How to improve performance in a function that repeatedly defines and multiplies matrices

Uranium238 · December 29, 2023, 9:47am

I am trying to write a code that involves running 3 nested loops, and calling a computationally expensive function within the loop. The expense mainly comes from defining , multiplying and inverting large [~100x100] matrices. I am defining the variables that will be repeatedly needed in the global scope as follows

    Temp=300
    kT = Temp * 1.380649 * 10^-23  # Boltzmann constant times temperature in Joules
    kT= kT * 2.29371227840*10^17         # in atomic units
    b = 1/kT
    Ωf = readdlm("wf.txt", '\t', Float64, '\n')  # Final state  frequencies
    Ωi = readdlm("wi.txt", '\t', Float64, '\n') # Initial state  frequencies
    J = readdlm("j.txt", Float64);              # J matrix
    D = readdlm("d.txt", Float64);              # Duchinsky matrix
    Ωf = Matrix(Diagonal(vec(Ωf)))
    Ωi = Matrix(Diagonal(vec(Ωi)))
    sysize = size(Ωi)[1]
    Ωf = Ωf.*4.55633*10^-6     #Converting to cm^-1 atomic energy units, i.e hatree
    Ωi = Ωi.*4.55633*10^-6 ;   #Same as above
    ρ = zeros(Float64,sysize,sysize)
    for i in range(1,sysize)
        ρ[i,i] = (2*sinh(b*Ωi[i,i]/2))
    end
    T = readdlm("nac.txt", '\t', Float64, '\n'); # NAC matrix
    T = T*T';
    Sf = zeros(ComplexF64,sysize,sysize)
    Si = zeros(ComplexF64,sysize,sysize)
    Bf = zeros(ComplexF64,sysize,sysize)
    Bi = zeros(ComplexF64,sysize,sysize)

after that I define two of my functions

function GFC(t::Float64,T::Float64,Δ::Float64,sysize::Int64,Ωf::Matrix{Float64},Ωi::Matrix{Float64},J::Matrix{Float64},D::Matrix{Float64})
        t = t* 4.1341373335*10^16                     # converting time to atomic units
        tp = - im*b - t
        for i = 1:sysize
            Sf[i,i]=Ωf[i,i]/sin(Ωf[i,i]*t)
            Si[i,i]=Ωi[i,i]/sin(Ωi[i,i]*tp)
            Bf[i,i]=Ωf[i,i]/tan(Ωf[i,i]*t)
            Bi[i,i]=Ωi[i,i]/tan(Ωi[i,i]*tp)
        end
        BB = (Bf+J'*Bi*J)
        AA = (Sf+J'*Si*J)

        W = [BB  -AA
            -AA  BB] #We wont calculate the 2Nx2N determinant directly.
        
        Wapp = BB*(BB-  AA*(BB^-1)*AA  )
        U = Bi-Si
        V = [J'*U*D
            J'*U*D]
        F1 = sqrt(det(Si*Sf*ρ^2*Wapp^-1))
        F2 = (-(im/2)*(V'*W^-1*V))    +  ((im)*(D'*U*D))
        g = F1*exp(F2)
        return g

and another function GHT that has similar computational complexity.
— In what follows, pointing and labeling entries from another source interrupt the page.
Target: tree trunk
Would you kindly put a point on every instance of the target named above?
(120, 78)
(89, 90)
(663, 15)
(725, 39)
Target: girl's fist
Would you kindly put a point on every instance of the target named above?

I am calling them inside a loop as follows:

     function calc()
        @sync @distributed for i in range(1,dd)
            s=0
            if t[i]==0
                t[i]=10^-35
            end
            gfcpart=GFC(t[i],300.0,Δ,sysize,Ωf,Ωi,J,D)[1]
            for m in range(1,sysize)
                for mp in range(1,sysize)
                    s=s+    (GHT(t[i],300.0,Δ,sysize,Ωf,Ωi,J,D,m,mp)[1]*gfcpart*T[m,mp])
                end
                x[i]=s
            end
            # x[i] = (GHT(t[i],300.0,Δ,sysize,Ωf,Ωi,J,D,1,30))[1]*GFC(t[i],300.0,Δ,sysize,Ωf,Ωi,J,D)[1]*T[1,1]*det(ρ)
        end
        @sync @distributed for i in range(1,dd)
            yr[i] = real(x[i])
            yi[i] = imag(x[i])
        end
        p = plot(t,yr,linewidth = 2,color = "blue",title = "Δ = $Δ",label = "Real part",grid=false)
        p =plot!(t,yi,linewidth = 2,color = "red",label = "Imaginary part",size=(1000,800),xlims=(-30*10^-15,30*10^-15))
        savefig(p,"gt.svg")
    end

Where I have tried to distribute the first loop among different processors in hope of gaining some performance. I have SharedArray for variables like x,yr,yi that might be used by all the different processors. I have checked that the distributed code is giving concurrent results as the serial code, so I know there isn’t any logical fallacy within the parallelization I have implemented.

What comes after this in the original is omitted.